Australians told to feel lucky in recession

April 23rd, 2009 - 11:00 am ICT by IANS  

Sydney, April 23 (DPA) Australia’s economy will contract 1.4 percent this year - but almost all other developed economies will shrink more, Treasurer Wayne Swan said Thursday.
He was commenting on an update from the International Monetary Fund (IMF) that forecasts an economic slump and Australian unemployment rising to 7.8 percent by 2010.

Swan said the outlook “is a much milder contraction than expected in almost every other advanced economy, which combined are expected to contract by an unprecedented 3.8 percent in 2009″.

He said that a contracting economic would “take a wrecking ball” to government revenues and bump up the deficit beyond the 115 billion Australian dollars ($80 billion) already predicted.

He stuck to the government’s mantra that surpluses were permanent but that deficits could only be “temporary” because the Labour Party policy was to balance budgets.

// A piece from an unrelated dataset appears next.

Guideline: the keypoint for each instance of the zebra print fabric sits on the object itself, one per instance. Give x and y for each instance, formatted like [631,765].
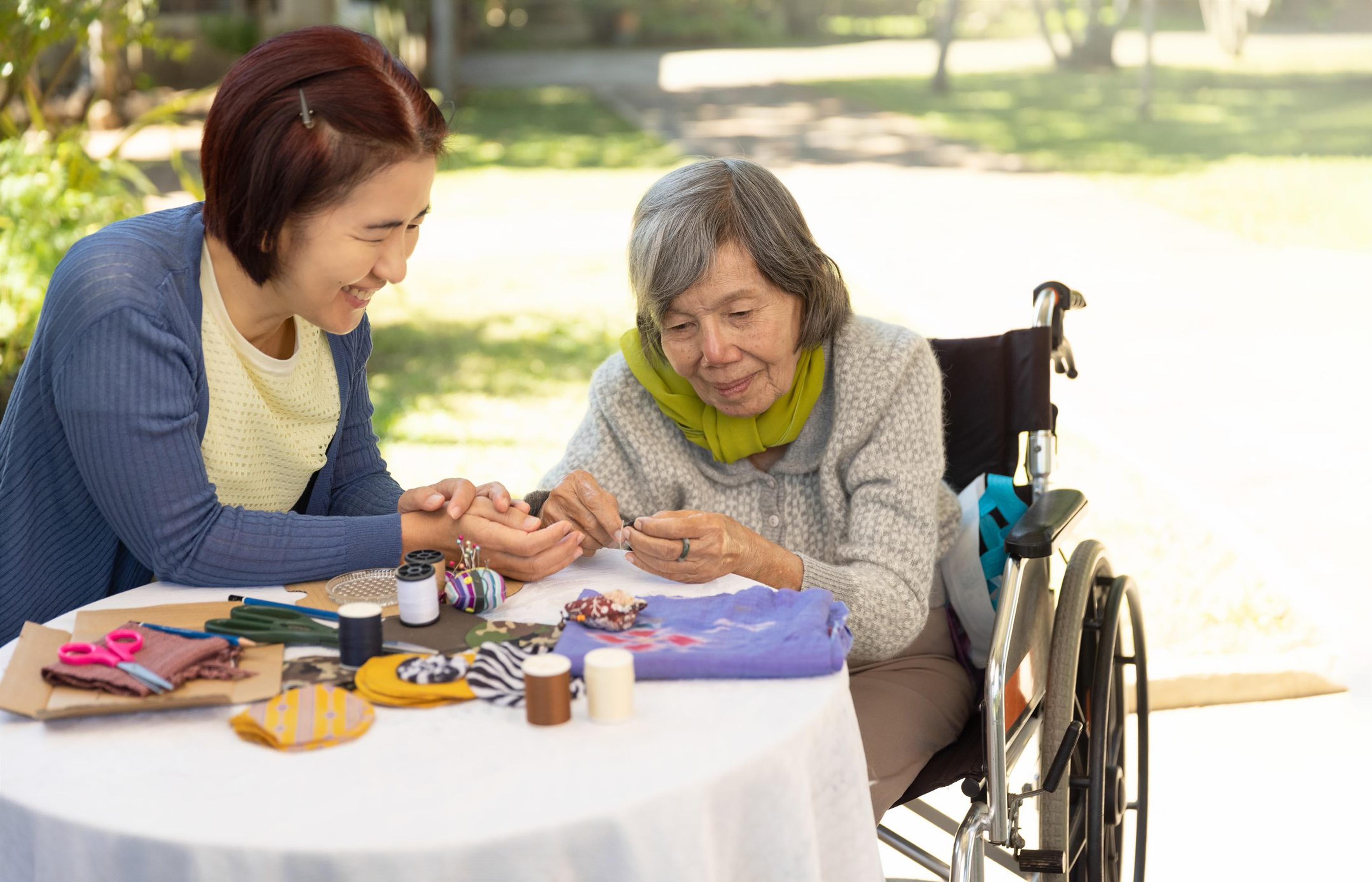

Swan chastised the opposition Liberal Party for deploring the exponential growth in government debt that accrued from successive billion-dollar stimulus packages.

“People who say that we shouldn’t be running a temporary deficit in these circumstances need to explain what they would do to avoid deficits,” he said. “What they’d have to do - and it would be utterly irresponsible - would be either to cut spending savagely or put up taxes in the middle of a global recession.”

Swan pointed to the IMF’s commendation for countries like Australia that went into debt to stoke consumer demand.

“The budget framework is to continue to provide economic stimulus, and that is certainly the recommendation of the IMF. It is also to invest in the future to set our economy up for the time that global recovery occurs,” he said.

Swan has spent the surplus of 21 billion Australian dollars, which he inherited from the previous government when Labour took office in December 2007, and expects to rack up a debt of more than 200 billion Australian dollars over the next four years.